Mateo 12:9 Saliendo de allí, entró en la sinagoga.
Mateo 12:10 Había allí un hombre cuya mano estaba paralizada. Le preguntaron a Jesús: «¿Es lícito curar en sábado?», para poder acusarlo.
Mateo 12:11 Y les dijo: «¿Qué hombre de entre vosotros tiene una oveja, si esta cae en un pozo en sábado, no la tomará y la sacará?
Mateo 12:12 “¡Cuánto más valioso es, pues, un hombre que una oveja! Así que, es lícito hacer el bien en sábado.”
Mateo 12:13 Entonces le dijo al hombre: «¡Extiende tu mano!». Él la extendió, y quedó como nueva, igual que la otra.
Mateo 12:14 Pero los fariseos salieron y conspiraron contra él, para ver cómo podrían destruirlo.
  • Al comenzar este capítulo, mencioné que Mateo ha recopilado varios ejemplos de sábados de entre muchos que ocurrieron en Galilea.

    • Quería ilustrar lo absurdas que eran las normas del sábado de los fariseos, pero también lo decidido que estaba Jesús a ignorarlas.
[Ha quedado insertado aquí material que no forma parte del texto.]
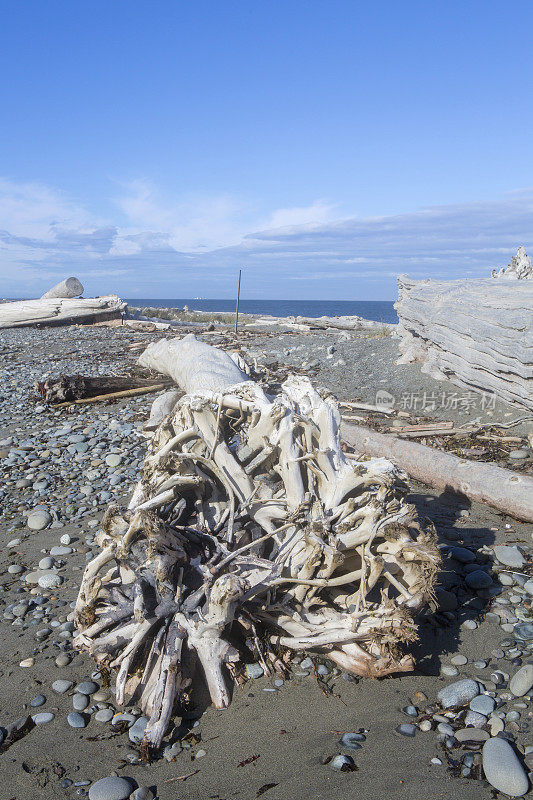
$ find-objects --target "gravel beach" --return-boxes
[0,327,533,800]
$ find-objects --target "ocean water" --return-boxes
[126,298,398,322]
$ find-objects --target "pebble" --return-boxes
[455,728,489,742]
[76,681,98,694]
[396,722,416,738]
[328,755,355,768]
[470,694,496,717]
[437,678,479,708]
[89,777,132,800]
[450,653,468,667]
[509,664,533,697]
[128,717,148,744]
[27,511,52,531]
[94,708,115,722]
[482,737,529,797]
[67,711,87,728]
[494,544,525,569]
[339,733,366,750]
[32,711,55,725]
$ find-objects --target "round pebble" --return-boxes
[89,777,132,800]
[482,737,529,797]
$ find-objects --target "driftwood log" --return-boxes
[395,275,533,410]
[35,375,169,404]
[74,336,440,749]
[0,294,126,328]
[341,423,533,522]
[41,278,83,300]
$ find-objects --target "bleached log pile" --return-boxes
[74,335,439,749]
[0,294,126,328]
[396,268,533,410]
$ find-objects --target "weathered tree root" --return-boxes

      • Nuestro segundo ejemplo tiene lugar en una sinagoga galilea, quizás la de Cafarnaúm.

      • Durante nuestra estancia en Israel, nuestro grupo estuvo en esta sinagoga… probablemente en el mismo lugar donde Jesús pronunció estas palabras.

    • Y ese sábado, Jesús se encuentra con un hombre con una mano atrofiada, una deformidad que probablemente poseía desde su nacimiento.

      • Este tipo de enfermedad era peor de lo que parecía.

      • En aquella época, si un hombre no podía trabajar con sus manos, era prácticamente inútil y, por lo tanto, probablemente indigente.

      • Y el hecho de no poder trabajar ese día significó una vida de pobreza, inseguridad y estigma, ya que dependía de la caridad para subsistir.

    • La presencia de aquel hombre en la sinagoga ese día no fue una coincidencia.

      • Los judíos a menudo veían un defecto de nacimiento como una señal de que la persona estaba bajo el juicio de Dios debido al pecado de sus padres o a su propio pecado.

      • Una persona así sería menospreciada e incluso marginada.

      • Por lo tanto, que este hombre haya conseguido un asiento destacado en la sinagoga con motivo de la visita de Jesús es sumamente inusual.

    • Por lo tanto, debemos suponer que ingresó gracias a la influencia de personas poderosas.

      • En otras palabras, los fariseos probablemente lo infiltraron en la congregación para tenderle una trampa a Jesús en sábado.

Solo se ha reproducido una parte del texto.